Armed Guards

As we move away in time from the tragedy at Sandy Hook, I read a lot about what should be done about schools where children are obvious targets for anyone wanting to make them targets. Because children are vulnerable, we want to do something now…after the fact because, we, as a well wishing nation, failed. Without malice intended for anyone, we want to lock the door after the horse has gotten away.

I think more than anything else, sense and sensibility has to govern us here. Knee jerk, I told you so, peace platitudes, and the get tough attitudes just look ridiculous at this point.  When you look at the big picture of what happened, you see that the crime was committed out of youth, mental illness and anger.

So how do you stop mental illness and anger? You don’t. So what do you do to prevent this kind of thing from happening again. You can’t.

What happened at Sandy Hook is a byproduct of our culture or what’s left of it, and here’s what I mean:

Look at our entertainment. We listen to one comedian after another who pulls our very foundations apart and we laugh hysterically. Religion, family, marriage, home, children, schools, courts, are all made fun of day after day until we are so numb to it, we have lost a sense of righteous balance. Our television shows are crime, crime, crime, and our sitcoms are poisonous towards the same things the comedians are lambasting. We tune in day after day to hear the metronomic insidiousness of what amounts to hate, hate, hate, hate, hate, hate.

Our music follows suit.

Our heroes follow suit.

At the same time, when the hate manifests itself outside our favorite tech unit, we are all shocked? Really? What should surprise us is that more Sandy Hooks don’t occur.

We are desperate to give our criminals a hundred chances…to what? Play it again, Sam? We can’t stand our poor limited power to understand what  justice might be about. We despise punishment of any kind, and we have decided that what we used to call correction and admonition is great as long as we are not called to correct anybody or admonish anyone…ever! That’s because we can’t be honest about crime, offense, or bad behavior, because in the great new scheme of things, it really doesn’t matter…until it kills 26 people…then it matters…for a while.

A great and responsible culture leads…because it’s a great culture’s responsibility. But that doesn’t mean giving over the power to lead to those who say they will do it for us or  “buying professionals” to do it. Responsibility begins in every American home with every American. A fully responsible grown up has a duty to care for himself, his family and his community – that’s what it means to be a grown up in America!.

And that means teaching our children the same lessons of responsibility even if it means saying “no” to popular culture of hate, crime, and the love of negative behavior. Even if it means saying “no” to our friends and relatives who indulge in things that continue to crush the culture…even if it means publicly saying “no” when called to do so.

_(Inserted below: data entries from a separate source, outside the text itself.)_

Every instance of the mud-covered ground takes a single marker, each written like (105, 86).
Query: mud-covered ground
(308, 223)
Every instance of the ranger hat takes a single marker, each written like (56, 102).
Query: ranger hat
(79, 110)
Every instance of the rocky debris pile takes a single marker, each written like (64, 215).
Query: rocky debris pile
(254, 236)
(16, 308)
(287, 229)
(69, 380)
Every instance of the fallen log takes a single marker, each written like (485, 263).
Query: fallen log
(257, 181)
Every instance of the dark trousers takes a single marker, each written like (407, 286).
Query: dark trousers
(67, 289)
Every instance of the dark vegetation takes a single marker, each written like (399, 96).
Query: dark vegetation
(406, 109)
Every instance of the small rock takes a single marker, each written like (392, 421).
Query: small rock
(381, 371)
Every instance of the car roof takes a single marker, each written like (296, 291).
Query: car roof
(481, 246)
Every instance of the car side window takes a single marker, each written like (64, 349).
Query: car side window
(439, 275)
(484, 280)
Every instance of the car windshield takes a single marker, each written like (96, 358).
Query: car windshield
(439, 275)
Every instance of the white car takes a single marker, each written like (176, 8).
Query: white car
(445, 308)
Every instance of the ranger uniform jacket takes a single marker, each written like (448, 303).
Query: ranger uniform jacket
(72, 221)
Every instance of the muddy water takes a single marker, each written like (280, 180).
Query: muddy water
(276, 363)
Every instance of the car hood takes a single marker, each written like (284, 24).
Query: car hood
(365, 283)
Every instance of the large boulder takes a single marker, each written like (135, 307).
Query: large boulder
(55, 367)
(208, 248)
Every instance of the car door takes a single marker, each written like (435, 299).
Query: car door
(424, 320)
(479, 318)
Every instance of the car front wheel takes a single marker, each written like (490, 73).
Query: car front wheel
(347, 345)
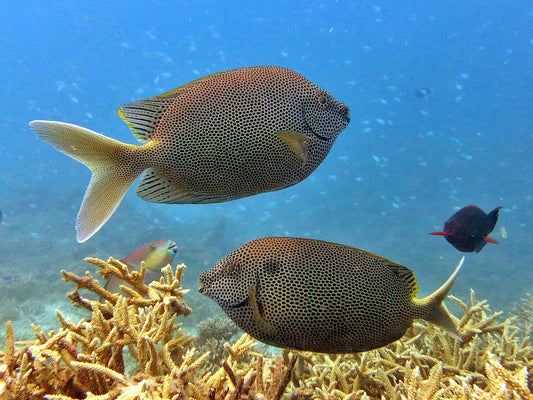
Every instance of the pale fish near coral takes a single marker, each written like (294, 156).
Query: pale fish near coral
(87, 359)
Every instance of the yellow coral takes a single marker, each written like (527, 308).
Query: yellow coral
(87, 359)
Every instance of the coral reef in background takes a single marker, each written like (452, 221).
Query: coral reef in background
(133, 347)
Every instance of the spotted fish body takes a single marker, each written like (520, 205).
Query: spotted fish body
(319, 296)
(222, 137)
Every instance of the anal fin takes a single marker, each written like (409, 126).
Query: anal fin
(159, 187)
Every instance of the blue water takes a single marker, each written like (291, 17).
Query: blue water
(401, 168)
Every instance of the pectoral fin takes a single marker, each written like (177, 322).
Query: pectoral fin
(266, 327)
(297, 142)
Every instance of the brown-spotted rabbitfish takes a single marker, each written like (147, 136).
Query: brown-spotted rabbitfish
(319, 296)
(222, 137)
(155, 256)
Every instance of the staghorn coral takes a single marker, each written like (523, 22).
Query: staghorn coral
(426, 361)
(89, 359)
(213, 333)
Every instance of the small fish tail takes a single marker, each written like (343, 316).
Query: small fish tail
(432, 309)
(106, 158)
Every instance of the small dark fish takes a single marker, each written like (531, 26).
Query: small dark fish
(155, 256)
(319, 296)
(468, 229)
(422, 92)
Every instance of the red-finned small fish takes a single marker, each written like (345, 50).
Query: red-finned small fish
(468, 229)
(155, 255)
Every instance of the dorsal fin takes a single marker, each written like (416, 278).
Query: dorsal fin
(142, 116)
(408, 276)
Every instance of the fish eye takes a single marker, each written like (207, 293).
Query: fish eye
(232, 266)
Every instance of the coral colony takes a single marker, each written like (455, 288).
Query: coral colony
(133, 347)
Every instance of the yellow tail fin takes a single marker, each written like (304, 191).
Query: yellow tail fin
(430, 308)
(106, 157)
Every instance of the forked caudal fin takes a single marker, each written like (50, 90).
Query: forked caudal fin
(431, 308)
(106, 157)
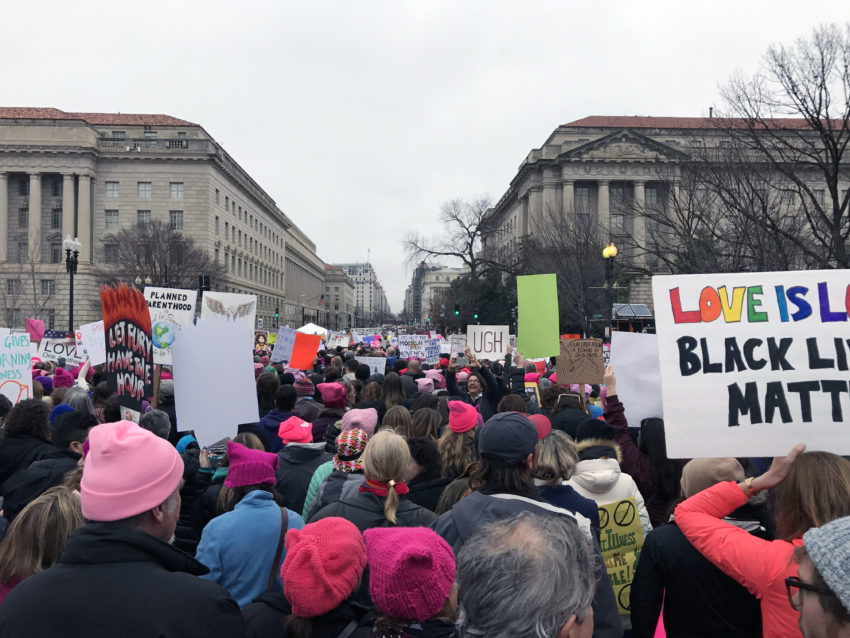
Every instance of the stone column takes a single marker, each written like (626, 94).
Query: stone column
(84, 219)
(67, 205)
(603, 209)
(34, 239)
(639, 223)
(4, 217)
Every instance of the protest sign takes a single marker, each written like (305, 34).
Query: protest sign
(230, 306)
(580, 361)
(488, 342)
(15, 366)
(635, 359)
(304, 351)
(752, 363)
(621, 540)
(214, 404)
(537, 315)
(170, 309)
(93, 339)
(129, 348)
(283, 345)
(377, 365)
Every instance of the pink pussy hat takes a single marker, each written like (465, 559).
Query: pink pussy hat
(128, 471)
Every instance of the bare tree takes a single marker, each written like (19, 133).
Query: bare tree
(157, 251)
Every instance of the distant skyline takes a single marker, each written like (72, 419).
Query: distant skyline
(360, 119)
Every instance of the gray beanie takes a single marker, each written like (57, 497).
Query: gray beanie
(829, 548)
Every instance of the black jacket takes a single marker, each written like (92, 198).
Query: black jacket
(699, 599)
(113, 581)
(297, 464)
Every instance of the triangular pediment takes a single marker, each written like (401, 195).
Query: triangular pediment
(623, 146)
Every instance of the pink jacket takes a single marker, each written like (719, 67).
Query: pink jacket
(759, 565)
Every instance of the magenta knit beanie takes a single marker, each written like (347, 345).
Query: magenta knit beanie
(249, 467)
(411, 571)
(323, 565)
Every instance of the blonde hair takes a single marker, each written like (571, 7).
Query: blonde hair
(556, 458)
(38, 534)
(387, 459)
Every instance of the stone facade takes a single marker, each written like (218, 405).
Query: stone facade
(89, 175)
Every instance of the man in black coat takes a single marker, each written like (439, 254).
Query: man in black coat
(118, 574)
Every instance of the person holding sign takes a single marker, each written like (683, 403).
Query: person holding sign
(812, 490)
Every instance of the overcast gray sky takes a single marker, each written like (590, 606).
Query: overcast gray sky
(360, 118)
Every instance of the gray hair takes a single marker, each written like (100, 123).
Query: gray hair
(79, 400)
(524, 576)
(157, 422)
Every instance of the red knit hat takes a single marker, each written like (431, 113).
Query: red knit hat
(323, 565)
(249, 467)
(462, 416)
(411, 571)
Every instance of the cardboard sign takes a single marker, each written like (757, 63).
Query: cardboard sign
(621, 540)
(488, 342)
(580, 361)
(752, 363)
(284, 341)
(93, 339)
(635, 360)
(214, 404)
(170, 309)
(15, 365)
(229, 306)
(129, 347)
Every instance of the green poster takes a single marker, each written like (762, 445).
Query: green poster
(537, 316)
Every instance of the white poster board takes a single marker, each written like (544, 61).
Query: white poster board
(214, 404)
(634, 356)
(170, 310)
(488, 342)
(94, 341)
(15, 365)
(230, 306)
(752, 363)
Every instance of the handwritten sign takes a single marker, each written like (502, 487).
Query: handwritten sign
(580, 361)
(15, 365)
(752, 363)
(488, 342)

Last week, six hundred and fifty thousand people came from all over the country to march for life in the freezing weather to say “no” to abortion.  It was ignored by the news media. This March for Life was not about death, crime, or negative behavior. It was about a particular love for life…and the media response was to ignore it. That says a lot about what we as a nation are willing to accept docilely about the culture. It’s legal to starve the elderly to death in six states, yet the hue and cry about killing animals can not be silenced. It’s OK to kill some but not others…and we can learn who’s a target and who is not from the media. Is that good enough for you?

Can we really stop Sandy Hook from happening again by say, putting guards in our classrooms? Is that the answer? In some places perhaps that’s what it will take. In all places? I doubt it. Are more guns in more people’s hands going to stop anger? Probably not. What we can do is make a concerted effort to remind ourselves of the foundation of goodness most of us were instilled with from very early childhood and promise ourselves that if it’s not going to lead to goodness…then we should probably leave it alone. It means reflecting on what is good and what is not. It’s a simple policy, an easy, grass roots way of taking charge of self. That includes what we allow into our homes on TV, in movies, in music, video games and people who are vulgarians who only want to smite what is left of what we believe.

By letting others, and that includes the media and the government have the final say about our children, our homes, our rights, what we are doing is putting down our responsibilities at the feet of our keepers and returning to a kind of desperate childhood that makes us less human rather than more human.